© Jane Freebury

Published in Australian Society magazine September 1991

The Sydney season of the 1991 Australian Film Festival opened with the striking juxtaposition of Jocelyn Moorehouse’s Proof and Rolf de Heer’s Dingo. Both nominated for best feature in the Australian Film Institute awards, they represent the wildly different directions filmmaking in this country is taking towards an uncertain future.

Proof is already well known. It opened the Director’s Fortnight at Cannes recently and has been sold extensively in Europe. An art-house success seems assured and it could well crossover to the mainstream. Dingo is the commercial vehicle made to a formula with a certain precedent — local yokel tries his luck overseas, which on this occasion is Paris, and is graciously received. As it is an international coproduction, its makers are undoubtedly expecting to find an audience in France as well.

Proof, it has been pointed out, is a European-style piece, with an inclination towards interior settings and the inner life. At its centre is the anomaly of a blind photographer (played by Hugo Weaving) whose spirit has atrophied in distrust of others. He needs to have a picture record of the world he moves in to lay claim to the perceptions which sight cannot support. What he doesn’t know is that there is someone who is taking pictures of him and covering the walls of her home with them so as to capture a presence she loves but cannot have…

Unlike the films of Paul Cox, which also have appear for the European art-house circuit, Proof has an artiness which isn’t so insistent, a certain lightness of tone and a sense of drollery which disguises the process and allows the basic contrivance to look uncontrived. The skill which Jocelyn Moorhouse invests in Proof is quite outstanding.

And on the other hand there is Dingo. Amiable enough, with Colin Friels and Helen Buday in the central roles, this film seems badly misjudged, despite the involvement of people whose work I have previously admired. De Heer and Marc Rosenberg collaborated on Incident at Raven’s Gate, a sadly underrated film.

Dingo is the story of John ‘Dingo’ Anderson, a dingo trapper who has yet to outfox a wily three-legged dog he is baiting. Husband (to Buday’s Jane) and father of daughters, he scratches away at a living in the dust of Poona Flat. Aspirations and ambitions are no burden, with the exception of one overreaching desire which he has had since he was twelve — to play trumpet with jazz musician Billy Cross, played by the enigmatic Miles Davis himself. This passion dates back to the occasion when Billy, on tour with his band, dropped out of the sky onto Poona Flat because their plane had to make a forced landing. With the entire population of the township standing agog at the runway, what else was there to do but a musical number for this improvised audience — and it was this moment which was to take root in John’s consciousness and grow into an obsession.

You might have thought that young John would want to become a pilot, considering the way the camera caresses the TNT jet along its gleaming length. Dingo is marked by rather florid camerawork: lots of crane shots, swoops, pans and 360-degree movements which seem rather ill-conceived and indulgent. The lazy curve of a languid camera movement is meant to give shape to the soundtrack and support the musical mood, but the over-developed style looks flowery. Were it not for the long sequences of jazz trumpet by Davis, or for the compositions which he wrote with Michel Legrand, the film would be as ricketty as that three-legged dingo that couldn’t be caught.

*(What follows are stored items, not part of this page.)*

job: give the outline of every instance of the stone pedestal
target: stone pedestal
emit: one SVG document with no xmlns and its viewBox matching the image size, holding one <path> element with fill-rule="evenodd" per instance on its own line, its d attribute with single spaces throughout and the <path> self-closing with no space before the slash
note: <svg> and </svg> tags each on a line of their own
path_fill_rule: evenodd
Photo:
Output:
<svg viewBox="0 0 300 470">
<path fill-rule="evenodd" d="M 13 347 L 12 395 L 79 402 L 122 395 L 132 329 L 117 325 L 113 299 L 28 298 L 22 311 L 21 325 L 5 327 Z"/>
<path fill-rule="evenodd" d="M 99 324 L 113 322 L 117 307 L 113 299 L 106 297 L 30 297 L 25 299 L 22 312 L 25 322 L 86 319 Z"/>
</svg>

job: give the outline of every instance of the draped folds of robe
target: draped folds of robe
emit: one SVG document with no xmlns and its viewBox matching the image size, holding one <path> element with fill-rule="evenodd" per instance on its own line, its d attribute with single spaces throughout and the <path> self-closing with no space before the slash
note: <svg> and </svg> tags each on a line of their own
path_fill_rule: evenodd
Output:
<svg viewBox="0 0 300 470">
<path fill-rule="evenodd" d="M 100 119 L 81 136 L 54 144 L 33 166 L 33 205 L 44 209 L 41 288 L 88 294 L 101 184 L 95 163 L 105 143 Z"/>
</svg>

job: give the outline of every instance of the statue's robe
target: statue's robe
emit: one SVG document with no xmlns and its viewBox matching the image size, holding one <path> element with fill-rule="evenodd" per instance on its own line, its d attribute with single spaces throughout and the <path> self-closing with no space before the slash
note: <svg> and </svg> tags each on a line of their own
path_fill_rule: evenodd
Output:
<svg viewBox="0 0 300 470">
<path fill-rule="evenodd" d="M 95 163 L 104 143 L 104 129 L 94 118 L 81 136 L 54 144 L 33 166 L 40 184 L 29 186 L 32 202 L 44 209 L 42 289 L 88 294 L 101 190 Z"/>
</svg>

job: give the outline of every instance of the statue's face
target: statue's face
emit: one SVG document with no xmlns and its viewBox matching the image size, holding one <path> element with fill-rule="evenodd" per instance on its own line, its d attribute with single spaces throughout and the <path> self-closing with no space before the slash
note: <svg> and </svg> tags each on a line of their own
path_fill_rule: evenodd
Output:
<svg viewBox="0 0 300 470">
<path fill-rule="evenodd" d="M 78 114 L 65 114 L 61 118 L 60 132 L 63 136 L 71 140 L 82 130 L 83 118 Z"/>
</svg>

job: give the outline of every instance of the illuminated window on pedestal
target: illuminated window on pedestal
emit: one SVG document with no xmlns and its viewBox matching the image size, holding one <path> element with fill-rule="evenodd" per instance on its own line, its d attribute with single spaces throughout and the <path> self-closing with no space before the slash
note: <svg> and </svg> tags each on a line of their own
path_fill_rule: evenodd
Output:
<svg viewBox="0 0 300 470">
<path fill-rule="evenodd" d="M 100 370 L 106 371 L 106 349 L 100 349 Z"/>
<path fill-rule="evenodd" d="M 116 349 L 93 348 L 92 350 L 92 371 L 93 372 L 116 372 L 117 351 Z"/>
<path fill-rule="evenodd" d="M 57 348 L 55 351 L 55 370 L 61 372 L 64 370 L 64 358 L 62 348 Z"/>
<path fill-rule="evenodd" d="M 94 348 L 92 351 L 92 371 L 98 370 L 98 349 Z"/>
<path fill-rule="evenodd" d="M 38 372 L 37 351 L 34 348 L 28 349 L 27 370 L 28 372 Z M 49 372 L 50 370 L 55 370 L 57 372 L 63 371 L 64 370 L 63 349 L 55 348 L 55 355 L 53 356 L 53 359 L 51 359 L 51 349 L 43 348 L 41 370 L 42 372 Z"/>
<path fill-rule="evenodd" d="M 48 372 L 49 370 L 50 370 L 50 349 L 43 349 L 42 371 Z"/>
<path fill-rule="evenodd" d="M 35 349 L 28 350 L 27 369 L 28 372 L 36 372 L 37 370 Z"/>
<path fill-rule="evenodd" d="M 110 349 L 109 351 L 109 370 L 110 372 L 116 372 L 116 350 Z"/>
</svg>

Dingo is too long, too improbable (more improbable than a blind photographer), too dependent on dusty mythology about the Australian character — and too costly. Why is there still the expectation that the big-budget production feature (co-production, vehicle for overseas actor, or whatever) will prevail, when the local low-budget production area is consistently more interesting?

Dingo was five times more expensive to make than Proof, which was made for a little over a million dollars. The government agency investment money that went into Dingo (the Film Finance Corporation’s contribution was over $3 million) could have got a cluster of films off the ground more engaging for home audiences. And the French will prefer Proof, anyway.